# Spree want Chris Gatling



## Fordy74 (May 22, 2002)

Chris Gatling from my hometown Elizabeth NJ, and a former friend of Spree from when they played together at Golden ST. may be an answer to some of the Knicks lack of low-post scoring. Spree said the Knicks should sign the well traveled Gatling for half of the 4.8 million mid-level exception. The Knicks can split the exception in half and sign two players at 2.4 mil each. I like Gatling alot. He is a very good rebounder and is tough. Has range on his jumper out to almost 20 feet. A very underated player, dont understand why he cant stick with one team. He even made the all-star team one year I cant remember if it was when he played for the Warriors or Cavs. I would be real happy to acquire Gat along with 2 good draft picks. Preferably Chris Wilcox at 7 and then Smush Parker in the 2nd round.

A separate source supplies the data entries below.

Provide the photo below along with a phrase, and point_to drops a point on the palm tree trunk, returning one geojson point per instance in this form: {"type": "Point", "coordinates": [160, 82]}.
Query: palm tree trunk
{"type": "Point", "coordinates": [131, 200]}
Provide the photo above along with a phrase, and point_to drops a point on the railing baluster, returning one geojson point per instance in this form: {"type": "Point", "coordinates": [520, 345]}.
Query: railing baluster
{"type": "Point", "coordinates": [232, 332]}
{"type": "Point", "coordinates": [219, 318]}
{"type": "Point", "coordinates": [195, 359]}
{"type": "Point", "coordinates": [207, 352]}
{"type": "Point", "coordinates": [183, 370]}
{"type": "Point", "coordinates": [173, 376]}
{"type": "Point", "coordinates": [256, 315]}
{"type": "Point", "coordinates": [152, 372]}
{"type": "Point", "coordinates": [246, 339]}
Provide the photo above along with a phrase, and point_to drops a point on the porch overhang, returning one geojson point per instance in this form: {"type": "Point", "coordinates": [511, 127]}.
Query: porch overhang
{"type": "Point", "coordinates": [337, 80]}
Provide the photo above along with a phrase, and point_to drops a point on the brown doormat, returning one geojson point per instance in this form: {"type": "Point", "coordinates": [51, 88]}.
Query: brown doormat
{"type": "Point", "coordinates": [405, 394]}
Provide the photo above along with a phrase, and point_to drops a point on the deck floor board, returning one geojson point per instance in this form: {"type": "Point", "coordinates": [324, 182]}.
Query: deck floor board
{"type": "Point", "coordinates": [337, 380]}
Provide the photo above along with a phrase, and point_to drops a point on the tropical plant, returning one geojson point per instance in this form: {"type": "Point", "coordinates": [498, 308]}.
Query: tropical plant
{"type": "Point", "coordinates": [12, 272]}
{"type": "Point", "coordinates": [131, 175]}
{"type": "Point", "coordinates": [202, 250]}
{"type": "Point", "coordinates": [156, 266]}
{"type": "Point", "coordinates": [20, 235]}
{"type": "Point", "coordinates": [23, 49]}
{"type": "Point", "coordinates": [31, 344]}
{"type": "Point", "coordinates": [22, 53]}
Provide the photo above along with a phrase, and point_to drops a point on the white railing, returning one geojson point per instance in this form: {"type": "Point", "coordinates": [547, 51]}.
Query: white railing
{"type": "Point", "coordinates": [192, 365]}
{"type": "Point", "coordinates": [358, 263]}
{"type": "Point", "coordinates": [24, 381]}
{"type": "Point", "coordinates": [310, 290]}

also: Camby is set to play summer ball in a houston summer league with free-agent bust Shandon Anderson and Steve Francis and Cat Mobley among others.


----------



## Ron (May 8, 2002)

Gatling is one of those guys who just flat out hustles, hustles, HUSTLES!

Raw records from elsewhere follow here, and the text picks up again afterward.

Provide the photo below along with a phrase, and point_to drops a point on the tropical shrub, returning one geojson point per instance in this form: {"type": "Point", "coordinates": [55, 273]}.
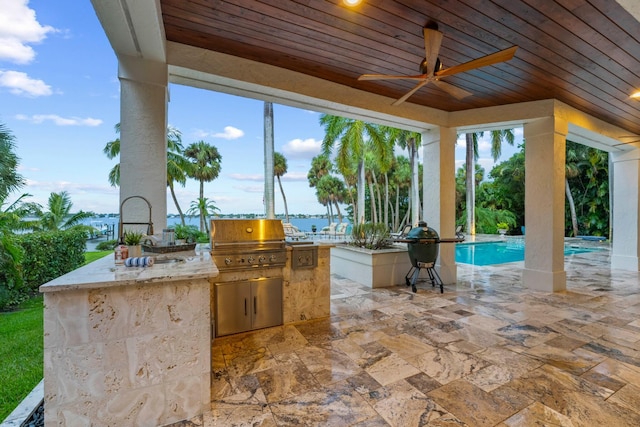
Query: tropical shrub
{"type": "Point", "coordinates": [370, 236]}
{"type": "Point", "coordinates": [50, 254]}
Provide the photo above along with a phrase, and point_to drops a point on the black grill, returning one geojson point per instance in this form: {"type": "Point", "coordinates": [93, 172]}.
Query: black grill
{"type": "Point", "coordinates": [423, 244]}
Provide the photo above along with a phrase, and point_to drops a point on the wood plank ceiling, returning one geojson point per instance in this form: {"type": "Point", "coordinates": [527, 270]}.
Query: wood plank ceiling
{"type": "Point", "coordinates": [584, 53]}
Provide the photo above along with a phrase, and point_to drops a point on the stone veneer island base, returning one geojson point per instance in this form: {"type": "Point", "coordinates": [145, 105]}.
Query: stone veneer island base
{"type": "Point", "coordinates": [128, 345]}
{"type": "Point", "coordinates": [132, 346]}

He's always impressed me as a guy who will always go out at 100%.


----------



## Jamel Irief (May 19, 2002)

Gatling made the all-star team when he was with the Mavs. I believe he was a 6th man too.

Anyways he still doesn't address the Knicks needs. He's more of a finnesse player and not the banger the Knicks desperatly need. Also isn't he getting kind of old by now? What is he? 33?


----------



## raptors32 (May 19, 2002)

Gatling won't help the Knicks make any drastic improvements, and I'm surprised to hear Spree would want an aging player such as Gatling.


----------



## TheRifleman (May 20, 2002)

I agree with Spree! 

Gatling has traveled because "Have gun, will travel" is especially true for the GatMan. Every team wants him as an add on in a trade. His value is what he gives you off the bench, which is what he prefers - he is the ULTIMATE 6th man.

He is THE high energyBunny, always getting you points & rebounds when you need them - off of the bench! What more could any team want - *from a bench player?* 

SPREE is a smart basketball player with good instincts for what the *Knick BENCH* could use - ENERGY, points, and rebounds.


----------



## knickquelz (May 24, 2002)

Gatling would be the answer if we were a team that won 57 games, made the finals, had a bright future and some cap room and wanted to sign a solid player. Sadly, we are a lottery club with no cap room. What we need is to rebuild, not worry about adding another Harrington. Speaking of him, Harrington is better than Gatling anyway...


----------



## TheRifleman (May 20, 2002)

Maybe Spree is thinking since Harrington is younger, they can trade him for another needed player and fill in with the older Gatling. 

*Speaking of him, Harrington is better than Gatling anyway...
*
That - of course, is debatable, as Gat gets exactly 20 minutes lifetime per game, while Harrinton gets 23 minutes per game and less points - but they are identical on blocks per game.

So maybe Spree heard some rumors and wants his old buddy in case Harrington is going elsewhere. One doesn't know, but Spree is cool and it's all good.


----------



## knickquelz (May 24, 2002)

Harrington is a FA, I believe, as is Postell. They may walk, and if they do, I see not point AT ALL, in signing a player who is average at best, maybe even still below average at best, for $4.8mil one year, $5.2 in 2004, $5.6 in 2005, and so on. It is one thing to give players who deserve the money, a lot of money, but not Gatling.


----------



## HEATLUNATIC (May 27, 2002)

As a Heat fan let me just say that the Knicks can have Gat on a silver F'n platter!He only shows up in games where ur up by 20 half way through the 4th,hes TOTAL B.S..Also I think the ONLY reason Spre wants Gat on the Knicks is cuz he wants a friend,cuz
from the way he was talk'n about ur squad this season he must NOT have to many?He wanted his boy C-Webb last year but N.Y. COULDNT get it done,THANK GOD!!!!!!!!!!!!!!!!!!!!!!!!!!!!!!!!!!!!


----------